Unique Threats This Time
This potential shutdown, however, introduces a new dimension with the Trump administration’s threat of permanent mass layoffs for federal workers. Stephanie Roth, chief economist at Wolfe Research, described such a move as a “really big economic problem” and unsustainable over the medium-term. Jared Bernstein, a top economic adviser in the Biden White House, told CNN that permanent layoffs would be “profoundly unfair” and “bad economics.”
Impact on Economic Data
A shutdown would also likely delay the collection and release of crucial economic data, potentially leaving businesses, investors, and Federal Reserve officials “in the dark” when making key decisions. The Bureau of Labor Statistics (BLS) would not release the September jobs report if a shutdown occurs, and a prolonged closure could interrupt surveys for the October jobs report and harm the quality of future data, including vital inflation figures.
Nathan Sheets, global chief economist at Citigroup, noted that these challenges would “significantly increase” given the existing complexities of interpreting labor market data. The Labor Department has warned that a prolonged shutdown could harm the quality of the data it collects for future reports, including crucial inflation data that the Fed uses to make decisions about interest rates.
Market Reaction and Investor Concerns
Despite these warnings, Wall Street has largely remained unfazed by the prospect of a government shutdown, with stocks near record highs. Truist Wealth data indicates the S&P 500 has averaged no change during past government shutdowns, with US stocks even spiking by 10% during the shutdown that began in late 2018. Keith Lerner, Truist Wealth’s chief investment officer, suggested that shutdowns tend to mimic a “hurricane or a snowstorm, delaying most activity and quickly making up for it upon reopening.”
However, Bob Elliott, chief investment officer at Unlimited Funds, cautioned that while markets may be following the “same old playbook,” the unique threats this shutdown poses suggest the outcome could be different for markets as well. He noted that there “seems to be a risk that this shutdown may be different than what we’ve come to expect.”
A Fragile Economic Backdrop
The timing of this potential shutdown is particularly concerning, as the US economy in 2025 appears more vulnerable than during previous budget stalemates.
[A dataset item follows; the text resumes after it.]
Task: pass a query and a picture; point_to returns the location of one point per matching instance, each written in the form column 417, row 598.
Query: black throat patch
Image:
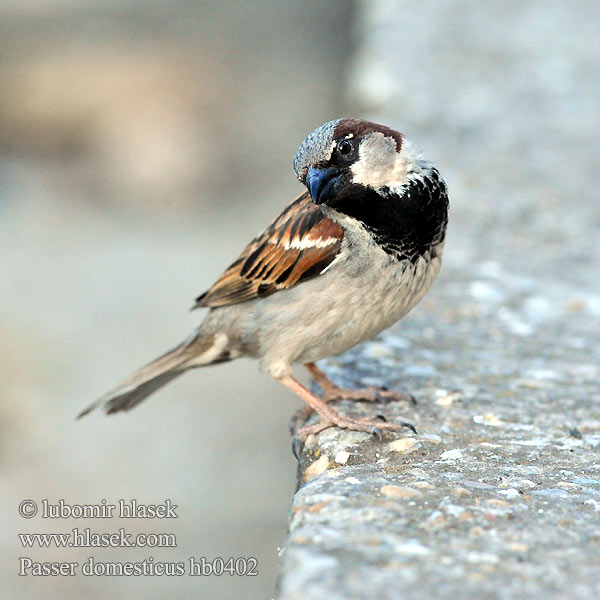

The job market is already described as “stumbling,” making the threat of additional federal layoffs a significant risk. David Kelly, chief global strategist at JPMorgan Asset Management, emphasized that “the timing is bad. It’s a little bit more dangerous this time,” adding more chaos and uncertainty to an already volatile economic environment.
Outlook
The impending US government shutdown presents distinct challenges compared to historical precedents, primarily due to the Trump administration’s stated intention to implement mass federal worker layoffs and its occurrence amidst an already vulnerable economic climate. While markets have traditionally shrugged off such events, analysts suggest this episode could lead to more profound and lasting economic impacts, particularly through disruptions to employment and vital economic data.